Hacker News new | ask | show | jobs
by cxr 1731 days ago
I recommended exploring this approach here <https://news.ycombinator.com/item?id=27998733>:

> Hot tip for handling office file formats or anything that uses a ZIP container: just unzip them and commit _that_ to the repo.

Even modern (zipped XML-based) office file formats do make some limited use of binary blobs. You can either keep these intact, or write a small objdump-like tool that serializes them to text†. For portability, it might be best to write the serializer/deserializer in JS dumped into a thin HTML wrapper, so you pretty much anyone can double click to "run" it. (My experiments on roundtrippability with including that file in the ZIP container yielded poor results.)

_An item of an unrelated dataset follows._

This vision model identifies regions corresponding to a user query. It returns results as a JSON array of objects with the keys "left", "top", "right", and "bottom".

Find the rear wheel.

† I've used this strategy for Oberon .rsc binaries. Due to Wirth's affinity for single-pass compilers, the Oberon toolchain doesn't involve a discrete assembler or AOT linker tool, so there is no assembly format or linker scripts. However, Wirth's distribution of the Oberon system does have an ORTool utility <https://people.inf.ethz.ch/wirth/ProjectOberon/Sources/ORToo...> (in the vein of objdump/readelf/nm) that will dump a textual description of the binary you give it. I realized that with some slight tweaks, you can use the output of ORTool.DecObj as a de facto "assembly" format—just write a tool capable of parsing it and then write out the corresponding binary.

1 comments

>> Hot tip for handling office file formats or anything that uses a ZIP container: just unzip them and commit _that_ to the repo.

What is the point if that? I think neither binary nor XML output would be meaningful in the diff output.